5. Educational Forums: Schools can organize and sponsor community-wide forums to discuss issues related to religious diversity and religious pluralism.
6. Curriculum and School Programs: Schools are encouraged to include accurate, honest, up-to-date, and age-appropriate information regarding religious issues presented uniformly and without bias or judgment. In this regard, when introducing a topic, it is often effective to bring to the classroom or school assembly a panel of outside speakers composed of, for example, individuals who identity within a specific religious faith community or non-believers.
7. Adult Role Models: Schools are encouraged to recruit faculty and staff from disparate religious and spiritual background as well as non-believers to serve as supportive role models for all youth.
8. Teacher Certification: Include information and training on issues pertaining to religious diversity and religious oppression in college and university teacher education programs.
9. Continuing Education:
• Educate yourself about world religions and the history of religion and religious oppression in the United States and other countries throughout the world.

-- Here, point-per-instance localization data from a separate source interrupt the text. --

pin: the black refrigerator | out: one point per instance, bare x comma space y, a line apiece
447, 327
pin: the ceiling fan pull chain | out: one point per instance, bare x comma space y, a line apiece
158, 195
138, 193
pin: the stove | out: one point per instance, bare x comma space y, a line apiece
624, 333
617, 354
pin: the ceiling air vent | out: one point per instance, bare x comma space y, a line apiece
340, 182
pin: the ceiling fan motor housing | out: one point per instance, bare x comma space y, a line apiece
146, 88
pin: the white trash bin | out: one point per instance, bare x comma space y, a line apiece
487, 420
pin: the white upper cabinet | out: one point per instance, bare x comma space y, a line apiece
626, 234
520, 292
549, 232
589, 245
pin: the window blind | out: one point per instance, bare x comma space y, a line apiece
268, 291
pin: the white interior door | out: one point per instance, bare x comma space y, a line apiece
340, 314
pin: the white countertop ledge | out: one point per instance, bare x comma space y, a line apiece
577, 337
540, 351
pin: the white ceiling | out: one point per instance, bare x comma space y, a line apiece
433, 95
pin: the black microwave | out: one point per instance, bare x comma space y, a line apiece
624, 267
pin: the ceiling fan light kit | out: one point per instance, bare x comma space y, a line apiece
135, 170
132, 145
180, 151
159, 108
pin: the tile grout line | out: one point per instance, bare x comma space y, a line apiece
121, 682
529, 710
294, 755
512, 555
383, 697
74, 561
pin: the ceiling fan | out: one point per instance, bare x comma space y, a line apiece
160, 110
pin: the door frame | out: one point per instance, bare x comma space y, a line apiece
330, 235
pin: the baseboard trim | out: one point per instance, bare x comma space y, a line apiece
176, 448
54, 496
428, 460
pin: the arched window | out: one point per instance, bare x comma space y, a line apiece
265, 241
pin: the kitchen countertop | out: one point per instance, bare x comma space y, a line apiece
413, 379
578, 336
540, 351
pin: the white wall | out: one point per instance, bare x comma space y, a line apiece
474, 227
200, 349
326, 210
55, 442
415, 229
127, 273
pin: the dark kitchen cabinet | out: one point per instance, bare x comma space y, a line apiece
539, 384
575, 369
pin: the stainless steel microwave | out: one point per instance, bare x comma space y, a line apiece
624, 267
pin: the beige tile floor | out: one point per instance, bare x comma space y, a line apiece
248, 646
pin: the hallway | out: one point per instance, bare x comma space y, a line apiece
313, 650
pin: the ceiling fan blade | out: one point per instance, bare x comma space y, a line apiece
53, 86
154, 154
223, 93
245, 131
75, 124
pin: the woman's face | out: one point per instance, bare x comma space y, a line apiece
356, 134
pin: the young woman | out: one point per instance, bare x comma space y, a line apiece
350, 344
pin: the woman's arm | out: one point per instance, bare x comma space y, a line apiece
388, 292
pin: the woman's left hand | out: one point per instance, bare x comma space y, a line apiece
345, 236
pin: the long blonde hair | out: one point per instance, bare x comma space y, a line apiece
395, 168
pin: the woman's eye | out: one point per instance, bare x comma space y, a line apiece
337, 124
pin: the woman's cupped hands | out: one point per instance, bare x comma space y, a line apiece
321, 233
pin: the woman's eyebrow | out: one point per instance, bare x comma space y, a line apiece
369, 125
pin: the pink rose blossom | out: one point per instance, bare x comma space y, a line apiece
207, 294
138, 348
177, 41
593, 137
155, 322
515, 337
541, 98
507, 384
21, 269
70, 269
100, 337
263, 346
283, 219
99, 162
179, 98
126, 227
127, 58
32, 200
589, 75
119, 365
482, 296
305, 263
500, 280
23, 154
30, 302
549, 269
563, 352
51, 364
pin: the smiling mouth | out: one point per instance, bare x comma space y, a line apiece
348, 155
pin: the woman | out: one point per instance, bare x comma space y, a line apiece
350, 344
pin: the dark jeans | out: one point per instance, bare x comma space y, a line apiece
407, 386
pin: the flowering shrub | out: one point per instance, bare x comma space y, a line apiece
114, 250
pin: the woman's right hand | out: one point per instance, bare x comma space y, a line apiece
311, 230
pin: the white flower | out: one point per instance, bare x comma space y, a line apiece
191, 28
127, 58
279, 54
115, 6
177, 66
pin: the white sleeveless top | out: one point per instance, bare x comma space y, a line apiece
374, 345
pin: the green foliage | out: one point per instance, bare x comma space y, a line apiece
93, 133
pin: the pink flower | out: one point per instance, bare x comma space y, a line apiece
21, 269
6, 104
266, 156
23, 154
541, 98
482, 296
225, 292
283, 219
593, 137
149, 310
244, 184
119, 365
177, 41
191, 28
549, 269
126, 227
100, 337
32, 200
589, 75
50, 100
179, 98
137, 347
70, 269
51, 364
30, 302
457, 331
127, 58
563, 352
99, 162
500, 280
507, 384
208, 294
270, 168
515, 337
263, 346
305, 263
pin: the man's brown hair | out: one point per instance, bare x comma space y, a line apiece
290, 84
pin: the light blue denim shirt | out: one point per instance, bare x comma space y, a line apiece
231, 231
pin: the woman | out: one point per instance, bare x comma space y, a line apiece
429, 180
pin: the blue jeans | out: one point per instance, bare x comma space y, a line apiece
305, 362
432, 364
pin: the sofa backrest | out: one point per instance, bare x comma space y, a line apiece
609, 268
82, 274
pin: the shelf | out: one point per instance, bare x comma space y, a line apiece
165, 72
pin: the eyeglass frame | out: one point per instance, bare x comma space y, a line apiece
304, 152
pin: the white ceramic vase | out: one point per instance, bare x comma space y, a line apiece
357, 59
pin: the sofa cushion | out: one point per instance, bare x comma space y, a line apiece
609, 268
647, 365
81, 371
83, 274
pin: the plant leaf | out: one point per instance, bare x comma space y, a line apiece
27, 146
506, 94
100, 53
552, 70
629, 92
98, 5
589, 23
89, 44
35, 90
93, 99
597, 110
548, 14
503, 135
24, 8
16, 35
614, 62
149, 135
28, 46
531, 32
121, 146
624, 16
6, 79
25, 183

• Educate yourself to the needs and experiences of people from many religious and spiritual backgrounds and non-believers. Without having the expectation that it is their responsibility to teach you, listen to, and truly hear the voices of religious minorities and non-believers when they do relate their experiences to you. Attempt not to become defensive, argumentative, and do not try to change them. These are their experiences, their perceptions, and the meanings they make, and, therefore, it is not up for debate. (Dialogue not Debate)
• Put yourself in the shoes of religious minorities and non-believers, especially during major Christian holiday seasons. Attempt to experience those seasons from their perspectives. What do you perceive? Ask yourself next time you automatically wish someone a Merry Christmas or Happy Easter, or when you are about to send someone a Christmas or even a Season's Greeting card, whether the person on the other end would truly welcome the gesture, or whether you might be imposing your traditions and values on that person.
• Attend events of religions other than your own.
• Be aware of the generalizations you make. If you are of a certain religious background, do not assume that all people you meet are from that background. Assume there of people of other faiths and non-believers in your school, workplace, and community.
• Monitor politicians, the media, and organizations to assess their level of sensitivity to issues related to religious pluralism.
• Work and vote for candidates (including school board members) taking positions in support of religious pluralism.